[sqlalchemy] Removing a session (Really)

2011-06-26 Thread Warwick Prince
Hi Michael

I'm having an issue with memory usage that I would appreciate some insight..

I have a fairly straight forward process, that works perfectly as far as it 
delivering the desired updates in the DB etc, however, it accumulates memory 
usage (just like a leak) and I can not find a way to release it.

I have a multi threaded process.  Each thread creates a scopedsession from the 
standard global Session = scoped_session(sessionmaker()) construct.  Each 
thread does some work using mapped objects to update some and add some rows 
into the (MySQL on Windows) DB.  All this works perfectly and as expected.   
Due to various reasons, I flush/commit after each row is updated/inserted.   
After the batch of updates is complete, I come back and session.remove() (In 
an attempt to dump the session) and then wait for a while and do the entire 
thing again.  At the start of each run, I create a new session=Session() and do 
the updates and return and session.remove().

To me, I would assume that the memory would be the session's cache of objects 
that are being managed - which I can understand.  What I can't understand is 
why when I delete *everything* e.g. del engine, del meta, del session and even 
stop the thread, the memory is still consumed.I must stop the entire 
process before the memory is returned to the system.   After around 10 hours of 
running, I've used 2Gb+ of memory and everything crashes.

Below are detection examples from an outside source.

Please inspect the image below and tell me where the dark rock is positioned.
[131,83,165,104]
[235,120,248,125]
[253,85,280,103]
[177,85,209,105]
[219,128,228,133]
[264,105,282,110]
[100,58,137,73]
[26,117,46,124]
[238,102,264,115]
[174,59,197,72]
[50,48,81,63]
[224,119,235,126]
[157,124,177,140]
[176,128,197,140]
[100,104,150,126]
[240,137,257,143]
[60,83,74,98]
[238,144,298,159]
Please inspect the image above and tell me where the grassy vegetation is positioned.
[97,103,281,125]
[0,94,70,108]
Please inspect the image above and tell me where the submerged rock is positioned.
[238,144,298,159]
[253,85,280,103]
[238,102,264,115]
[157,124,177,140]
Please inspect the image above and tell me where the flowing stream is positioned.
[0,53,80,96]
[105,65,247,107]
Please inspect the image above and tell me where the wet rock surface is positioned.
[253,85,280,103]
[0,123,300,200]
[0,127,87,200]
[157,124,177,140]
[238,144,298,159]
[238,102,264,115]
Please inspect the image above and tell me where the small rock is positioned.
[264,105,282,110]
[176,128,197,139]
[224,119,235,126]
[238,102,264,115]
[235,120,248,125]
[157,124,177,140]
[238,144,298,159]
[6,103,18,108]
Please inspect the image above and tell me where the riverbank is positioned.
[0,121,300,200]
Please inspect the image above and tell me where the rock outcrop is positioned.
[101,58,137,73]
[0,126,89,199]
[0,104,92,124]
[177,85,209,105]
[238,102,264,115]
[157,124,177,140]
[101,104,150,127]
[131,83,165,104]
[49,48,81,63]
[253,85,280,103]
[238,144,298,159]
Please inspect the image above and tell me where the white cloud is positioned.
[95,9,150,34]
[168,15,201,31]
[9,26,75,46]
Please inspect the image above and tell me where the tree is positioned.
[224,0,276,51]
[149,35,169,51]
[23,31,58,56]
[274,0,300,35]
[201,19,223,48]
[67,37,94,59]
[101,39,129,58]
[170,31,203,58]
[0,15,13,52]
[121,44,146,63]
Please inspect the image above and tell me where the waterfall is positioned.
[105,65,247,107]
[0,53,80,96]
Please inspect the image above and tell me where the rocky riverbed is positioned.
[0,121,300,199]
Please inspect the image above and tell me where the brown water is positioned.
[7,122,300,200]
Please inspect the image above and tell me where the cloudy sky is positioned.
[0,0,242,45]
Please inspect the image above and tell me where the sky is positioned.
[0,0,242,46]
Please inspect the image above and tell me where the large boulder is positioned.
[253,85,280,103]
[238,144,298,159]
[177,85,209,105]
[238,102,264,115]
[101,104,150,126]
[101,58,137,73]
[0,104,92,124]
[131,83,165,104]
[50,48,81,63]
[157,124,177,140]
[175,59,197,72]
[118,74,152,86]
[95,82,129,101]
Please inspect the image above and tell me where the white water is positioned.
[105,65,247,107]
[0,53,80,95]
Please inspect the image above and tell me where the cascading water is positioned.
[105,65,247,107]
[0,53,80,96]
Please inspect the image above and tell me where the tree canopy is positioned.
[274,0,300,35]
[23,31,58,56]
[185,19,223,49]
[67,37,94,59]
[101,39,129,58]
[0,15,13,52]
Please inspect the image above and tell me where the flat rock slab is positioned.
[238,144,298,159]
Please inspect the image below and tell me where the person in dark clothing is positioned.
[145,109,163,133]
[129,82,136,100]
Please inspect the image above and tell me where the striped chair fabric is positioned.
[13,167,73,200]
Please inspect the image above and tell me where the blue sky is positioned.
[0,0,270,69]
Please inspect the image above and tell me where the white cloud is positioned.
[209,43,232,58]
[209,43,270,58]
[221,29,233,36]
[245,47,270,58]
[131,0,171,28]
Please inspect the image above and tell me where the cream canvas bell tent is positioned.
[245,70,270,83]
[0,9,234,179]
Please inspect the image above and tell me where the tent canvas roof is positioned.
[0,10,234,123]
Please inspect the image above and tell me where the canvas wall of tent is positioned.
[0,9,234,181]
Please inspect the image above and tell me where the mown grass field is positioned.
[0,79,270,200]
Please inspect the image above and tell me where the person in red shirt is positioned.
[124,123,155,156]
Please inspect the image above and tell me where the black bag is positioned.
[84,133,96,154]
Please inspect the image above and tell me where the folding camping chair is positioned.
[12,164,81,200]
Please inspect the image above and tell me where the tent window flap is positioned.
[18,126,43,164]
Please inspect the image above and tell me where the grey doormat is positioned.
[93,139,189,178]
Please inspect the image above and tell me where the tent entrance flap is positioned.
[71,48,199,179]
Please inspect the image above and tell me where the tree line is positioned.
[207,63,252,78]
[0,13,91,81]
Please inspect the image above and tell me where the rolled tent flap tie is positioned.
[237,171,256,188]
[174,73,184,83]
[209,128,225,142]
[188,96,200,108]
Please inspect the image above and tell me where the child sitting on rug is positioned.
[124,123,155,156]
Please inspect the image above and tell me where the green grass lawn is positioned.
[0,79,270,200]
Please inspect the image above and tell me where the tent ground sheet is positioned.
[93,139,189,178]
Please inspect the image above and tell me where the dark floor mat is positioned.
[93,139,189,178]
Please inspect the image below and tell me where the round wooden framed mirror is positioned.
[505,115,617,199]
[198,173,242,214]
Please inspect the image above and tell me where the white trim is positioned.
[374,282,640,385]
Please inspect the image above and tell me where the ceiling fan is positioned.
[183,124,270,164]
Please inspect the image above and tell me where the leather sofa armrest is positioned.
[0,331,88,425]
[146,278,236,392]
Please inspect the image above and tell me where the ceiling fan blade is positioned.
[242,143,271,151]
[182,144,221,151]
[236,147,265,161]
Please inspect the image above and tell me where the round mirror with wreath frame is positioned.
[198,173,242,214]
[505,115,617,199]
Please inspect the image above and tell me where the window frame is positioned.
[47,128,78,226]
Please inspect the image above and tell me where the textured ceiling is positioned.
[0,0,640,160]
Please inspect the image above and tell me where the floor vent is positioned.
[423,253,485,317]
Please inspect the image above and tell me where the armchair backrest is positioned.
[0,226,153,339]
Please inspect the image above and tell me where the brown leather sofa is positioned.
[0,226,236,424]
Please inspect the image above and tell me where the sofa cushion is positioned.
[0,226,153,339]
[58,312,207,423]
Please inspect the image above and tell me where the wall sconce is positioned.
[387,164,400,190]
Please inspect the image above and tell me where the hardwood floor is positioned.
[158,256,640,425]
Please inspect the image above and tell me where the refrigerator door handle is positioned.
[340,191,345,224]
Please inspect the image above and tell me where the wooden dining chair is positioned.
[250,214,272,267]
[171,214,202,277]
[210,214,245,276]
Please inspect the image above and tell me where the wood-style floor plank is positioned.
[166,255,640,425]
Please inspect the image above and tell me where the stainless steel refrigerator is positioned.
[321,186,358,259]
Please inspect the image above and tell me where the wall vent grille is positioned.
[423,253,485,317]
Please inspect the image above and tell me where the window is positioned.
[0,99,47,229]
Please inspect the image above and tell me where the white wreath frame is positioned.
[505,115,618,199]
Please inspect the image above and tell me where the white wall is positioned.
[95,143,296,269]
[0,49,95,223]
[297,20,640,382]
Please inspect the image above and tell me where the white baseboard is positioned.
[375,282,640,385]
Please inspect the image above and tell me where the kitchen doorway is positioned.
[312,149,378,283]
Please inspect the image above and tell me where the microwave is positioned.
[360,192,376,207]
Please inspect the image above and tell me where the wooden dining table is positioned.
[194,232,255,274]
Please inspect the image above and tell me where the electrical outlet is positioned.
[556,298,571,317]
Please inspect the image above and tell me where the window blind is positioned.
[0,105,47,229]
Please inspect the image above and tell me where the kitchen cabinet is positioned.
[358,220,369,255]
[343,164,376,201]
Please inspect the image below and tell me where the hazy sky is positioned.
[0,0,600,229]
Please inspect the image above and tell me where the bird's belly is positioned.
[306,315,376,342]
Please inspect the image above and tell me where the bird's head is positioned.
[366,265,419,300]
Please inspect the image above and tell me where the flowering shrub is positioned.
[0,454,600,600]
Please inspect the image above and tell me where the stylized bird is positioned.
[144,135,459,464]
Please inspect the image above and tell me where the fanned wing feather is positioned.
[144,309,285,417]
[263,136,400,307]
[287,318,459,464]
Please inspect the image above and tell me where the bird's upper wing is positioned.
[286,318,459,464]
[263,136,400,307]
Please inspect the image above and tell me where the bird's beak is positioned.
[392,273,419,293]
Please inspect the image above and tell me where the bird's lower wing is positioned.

BTW: I have created a version of my code that does everything EXCEPT the SA 
part(s), and no memory is being used at all. (Just checking that it wasn't my 
own code causing the issue!)  i.e. It loops over the other database (non SQL) 
reading all the data that I WOULD use to update the SQL database using SA.  
When SA is not involved, nothing is happening with the memory.

Any hint on how I can a) see what is being held and b) dump it!

I'm using 0.6.3 and Python 2.6.3 on Windows.   BTW: I tried to update to latest 
7.x and Python 2.7.2 however that broke everything in a spectacular way - I'll 
leave that one for another day..

Cheers
Warwick
 

-- 
You received this message because you are subscribed to the Google Groups 
sqlalchemy group.
To post to this group, send email to sqlalchemy@googlegroups.com.
To unsubscribe from this group, send email to 
sqlalchemy+unsubscr...@googlegroups.com.
For more options, visit this group at 
http://groups.google.com/group/sqlalchemy?hl=en.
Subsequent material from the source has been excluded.